This took a little while to work out, so it’s worth sharing here just in case anyone else has the same problems and is googling for solutions. We had a problem on one of our web servers at Resolver which manifested itself in some (but not all) cron jobs being run twice, which was causing all kinds of problems. Here’s how we tracked it down and solved it.
The main symptom of the problem was that something was going wrong with Apache logfile rotation. The files appeared to be being rotated twice, so each week we’d get a properly rotated one and then a zero-length one created immediately after:
-rw-r--r-- 1 root root 861 2010-05-16 06:23 access.log.2.gz -rw-r----- 1 root adm 0 2010-05-16 06:25 access.log.1 -rw-r----- 1 root adm 5590 2010-05-18 11:20 access.log
This was annoying, and it was making it unnecessarily difficult to measure some of our website metrics. It also made us worry that data was being lost; there were occasionally gaps in the logfiles, where it looked like a week’s worth of data had been lost while rotating.
Our first thought was that because something seemed to be going wrong with the log rotate script, it was odd that we weren’t receiving any email about it. Normally if a cron job writes output, it gets emailed to root. A bit of investigation revealed a problem with the mail setup (which I won’t go into now), and fixing led to some interesting information. Once we’d fixed the email problem, we started getting messages like this at 17 minutes past every hour (when the hourly jobs were scheduled to run):
root test -x /usr/sbin/anacron || ( cd / && run-parts --report /etc/cron.daily ) /bin/sh: root: command not found
It appeared that it was prepending the name of the user account that a cron job should be run as onto the job’s command. Now, the hourly jobs are triggered by a line in
/etc/crontab that looks like this:
17 * * * * root cd / && run-parts --report /etc/cron.hourly
So our first guess was that it was some kind of whitespace thing; the format is
MM HH DD MM WW username command
So perhaps there were spaces separating the day-of-week (WW) field from the username, when there should have been a single space or a tab?
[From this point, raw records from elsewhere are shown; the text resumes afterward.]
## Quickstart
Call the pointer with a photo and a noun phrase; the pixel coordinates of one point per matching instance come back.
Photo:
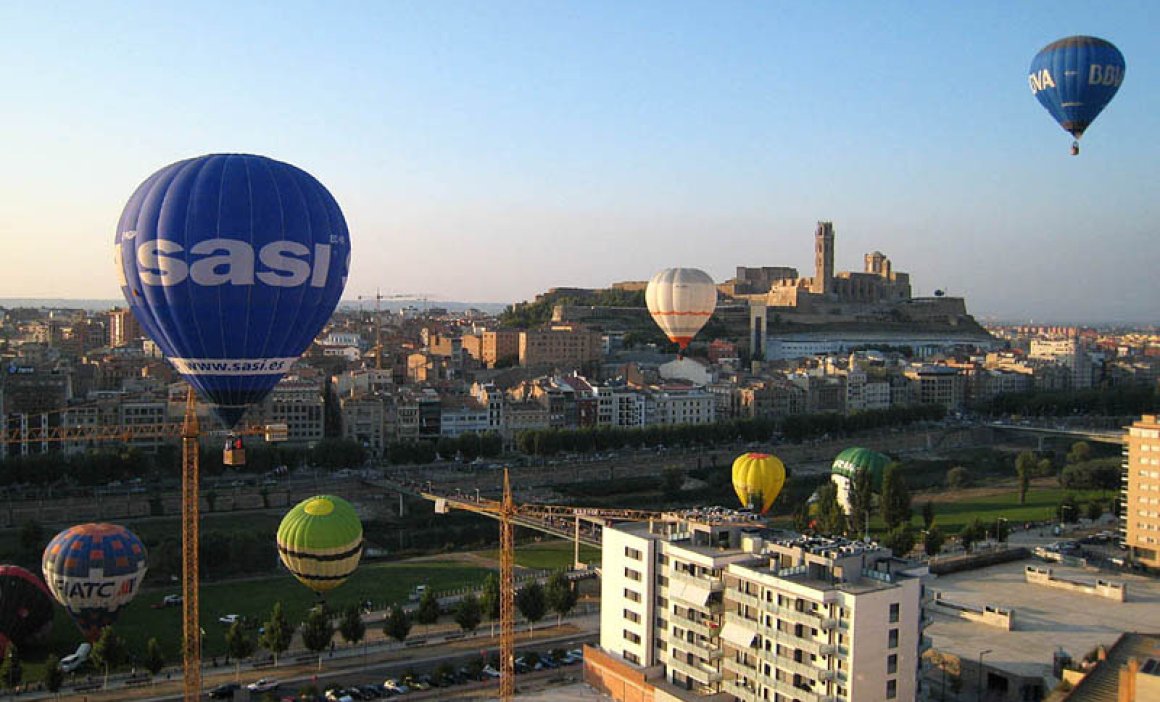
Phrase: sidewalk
(299, 666)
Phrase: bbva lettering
(1106, 76)
(1041, 80)
(231, 261)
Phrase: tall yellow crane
(507, 512)
(189, 431)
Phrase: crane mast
(507, 593)
(190, 519)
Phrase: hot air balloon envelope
(849, 463)
(320, 542)
(26, 607)
(681, 301)
(232, 263)
(94, 571)
(1075, 78)
(758, 479)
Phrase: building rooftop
(1046, 620)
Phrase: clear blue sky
(486, 151)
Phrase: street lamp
(978, 687)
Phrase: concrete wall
(1102, 588)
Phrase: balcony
(799, 617)
(748, 694)
(787, 638)
(696, 627)
(701, 673)
(741, 598)
(711, 584)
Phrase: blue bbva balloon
(232, 263)
(1074, 79)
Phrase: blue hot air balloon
(1074, 78)
(232, 263)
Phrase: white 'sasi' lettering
(232, 261)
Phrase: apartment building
(1140, 518)
(713, 606)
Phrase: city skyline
(490, 153)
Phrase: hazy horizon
(492, 151)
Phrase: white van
(74, 660)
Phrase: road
(352, 666)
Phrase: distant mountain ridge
(96, 305)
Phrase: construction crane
(507, 512)
(189, 431)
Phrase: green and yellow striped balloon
(320, 542)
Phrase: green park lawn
(955, 512)
(381, 583)
(551, 554)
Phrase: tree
(933, 542)
(831, 518)
(531, 603)
(53, 677)
(861, 500)
(928, 514)
(238, 645)
(972, 533)
(109, 651)
(490, 599)
(560, 594)
(154, 657)
(671, 480)
(12, 671)
(1024, 482)
(1080, 453)
(277, 632)
(468, 614)
(1026, 462)
(352, 627)
(958, 477)
(428, 608)
(896, 497)
(397, 624)
(317, 632)
(31, 538)
(900, 540)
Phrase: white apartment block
(620, 407)
(681, 407)
(713, 606)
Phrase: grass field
(382, 584)
(952, 512)
(550, 554)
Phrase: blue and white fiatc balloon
(232, 263)
(1074, 79)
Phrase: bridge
(579, 525)
(1078, 434)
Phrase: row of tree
(797, 427)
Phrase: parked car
(224, 692)
(263, 685)
(74, 660)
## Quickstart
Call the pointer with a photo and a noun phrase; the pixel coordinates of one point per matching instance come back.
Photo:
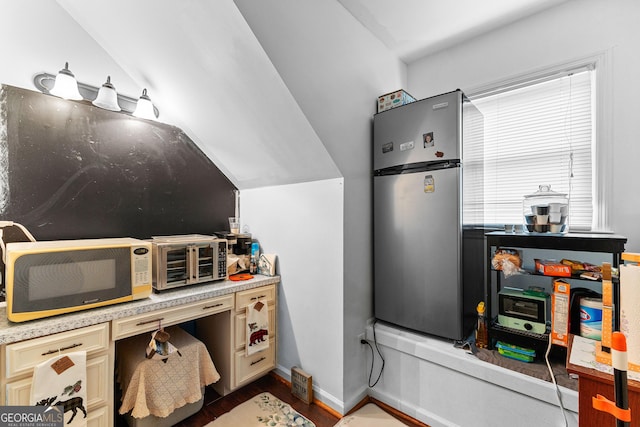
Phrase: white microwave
(45, 279)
On first examination, this looked like it might be it: every other line in the crontab used a tab to separate the two fields, but the hourly cron job line used a number of spaces. We fixed that, and waited for the next 17 minutes past the hour.
But it didn’t work — we got the same error. By this time, it was getting quite late in the evening, so we left it to run overnight to see if we got any more useful information.
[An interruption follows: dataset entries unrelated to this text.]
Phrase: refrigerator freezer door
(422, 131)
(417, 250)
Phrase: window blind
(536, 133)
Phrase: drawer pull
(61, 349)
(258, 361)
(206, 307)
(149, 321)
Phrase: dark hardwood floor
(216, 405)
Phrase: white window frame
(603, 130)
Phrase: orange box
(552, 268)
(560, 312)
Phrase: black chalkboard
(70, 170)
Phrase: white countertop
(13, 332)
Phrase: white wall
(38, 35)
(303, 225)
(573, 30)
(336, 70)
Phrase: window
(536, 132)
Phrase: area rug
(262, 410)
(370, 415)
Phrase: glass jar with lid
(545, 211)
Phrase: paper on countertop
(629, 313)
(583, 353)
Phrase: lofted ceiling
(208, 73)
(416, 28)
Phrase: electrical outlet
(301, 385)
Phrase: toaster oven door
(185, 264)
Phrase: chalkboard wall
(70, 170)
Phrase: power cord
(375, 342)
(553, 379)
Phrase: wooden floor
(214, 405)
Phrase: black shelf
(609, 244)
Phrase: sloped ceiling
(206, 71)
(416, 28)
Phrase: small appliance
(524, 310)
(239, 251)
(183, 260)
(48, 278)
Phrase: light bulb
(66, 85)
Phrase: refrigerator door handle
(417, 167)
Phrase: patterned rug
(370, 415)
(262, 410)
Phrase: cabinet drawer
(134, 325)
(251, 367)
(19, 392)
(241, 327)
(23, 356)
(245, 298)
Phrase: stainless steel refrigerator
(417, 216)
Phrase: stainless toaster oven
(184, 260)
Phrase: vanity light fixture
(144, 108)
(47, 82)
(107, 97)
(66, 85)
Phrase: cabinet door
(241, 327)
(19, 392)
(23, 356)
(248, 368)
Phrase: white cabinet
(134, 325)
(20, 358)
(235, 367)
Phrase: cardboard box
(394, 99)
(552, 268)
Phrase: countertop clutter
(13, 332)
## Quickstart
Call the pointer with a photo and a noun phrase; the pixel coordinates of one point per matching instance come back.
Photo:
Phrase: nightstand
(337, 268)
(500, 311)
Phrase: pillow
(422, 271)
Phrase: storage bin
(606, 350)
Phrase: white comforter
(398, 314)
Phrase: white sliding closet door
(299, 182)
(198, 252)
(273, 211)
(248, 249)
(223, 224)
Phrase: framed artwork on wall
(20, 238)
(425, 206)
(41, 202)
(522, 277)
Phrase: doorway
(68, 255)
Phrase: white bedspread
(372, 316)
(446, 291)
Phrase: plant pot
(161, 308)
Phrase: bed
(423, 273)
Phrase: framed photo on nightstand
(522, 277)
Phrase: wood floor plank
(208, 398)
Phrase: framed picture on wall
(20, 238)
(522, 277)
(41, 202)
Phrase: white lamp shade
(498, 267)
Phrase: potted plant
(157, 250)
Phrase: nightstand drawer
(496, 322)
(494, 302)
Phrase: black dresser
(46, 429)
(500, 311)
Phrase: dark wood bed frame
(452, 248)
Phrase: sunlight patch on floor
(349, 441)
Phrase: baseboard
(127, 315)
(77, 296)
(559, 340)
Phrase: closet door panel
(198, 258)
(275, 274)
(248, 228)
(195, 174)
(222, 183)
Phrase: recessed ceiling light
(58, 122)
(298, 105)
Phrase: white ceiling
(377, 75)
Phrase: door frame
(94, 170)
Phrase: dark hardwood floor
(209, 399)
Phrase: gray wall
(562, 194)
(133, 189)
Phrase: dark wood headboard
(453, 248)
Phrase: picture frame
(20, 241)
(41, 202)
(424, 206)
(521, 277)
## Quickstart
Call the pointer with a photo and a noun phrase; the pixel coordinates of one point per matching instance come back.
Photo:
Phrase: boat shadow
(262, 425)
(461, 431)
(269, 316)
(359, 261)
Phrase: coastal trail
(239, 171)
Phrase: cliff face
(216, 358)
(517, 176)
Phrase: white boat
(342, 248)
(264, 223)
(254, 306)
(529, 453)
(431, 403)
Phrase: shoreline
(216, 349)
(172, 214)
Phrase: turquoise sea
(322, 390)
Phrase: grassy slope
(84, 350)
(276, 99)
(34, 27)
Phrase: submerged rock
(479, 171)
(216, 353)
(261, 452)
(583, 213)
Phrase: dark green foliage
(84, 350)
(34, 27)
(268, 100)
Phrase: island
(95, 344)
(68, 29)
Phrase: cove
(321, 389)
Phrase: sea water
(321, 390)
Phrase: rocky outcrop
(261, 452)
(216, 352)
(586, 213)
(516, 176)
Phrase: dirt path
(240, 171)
The next morning, we found that (as you’d expect) we’d got an error message at 17 minutes past each hour. However, more usefully, we got this pair of emails:
Time: 06:25 Subject: Cron
root test -x /usr/sbin/anacron || ( cd / && run-parts --report /etc/cron.daily ) /bin/sh: root: command not found /etc/cron.daily/logrotate: error: Failed to remove old log /var/log/mysql.log.8.gz: No such file or directory run-parts: /etc/cron.daily/logrotate exited with return code 1 /etc/cron.daily/sysklogd: mv: cannot stat `/var/log/syslog.new': No such file or directory
Time: 06:25 Subject: Cron
test -x /usr/sbin/anacron || ( cd / && run-parts --report /etc/cron.daily ) /etc/cron.daily/standard: mv: cannot stat `.//dpkg.status.5.gz': No such file or directory /etc/cron.daily/sysklogd: gzip: /var/log//syslog.0: No such file or directory mv: cannot stat `/var/log//syslog.0.gz': No such file or directory
So, the problem seemed clear. Each line in the crontab was being run twice; once with the username being mistakenly taken as part of the command, and once without. This was what was causing the double log-rotation — and perhaps other problems besides.
It didn’t take long to work out what had happened. The format of the file
/etc/crontab is unusual in having a username field between the timing information and the command to run; there are also separate crontabs for each user, which omit that field. You set up your own per-user crontab by running
crontab filename; this installs the specified file as your personal crontab. However, there’s no need to do that with
/etc/crontab — it’s always run, and there’s no need to install it.
Clearly, someone had been unaware of that last point, and after modifying
/etc/crontab, had run
crontab /etc/crontab as root to install it. We checked this by running as root
crontab -l, which outputs the installed crontab for the current user — as we suspected, it displayed an out-of-date version of the contents of
crontab -r to remove it fixed the problem; jobs were being run from
/etc/crontab only, and things started working again.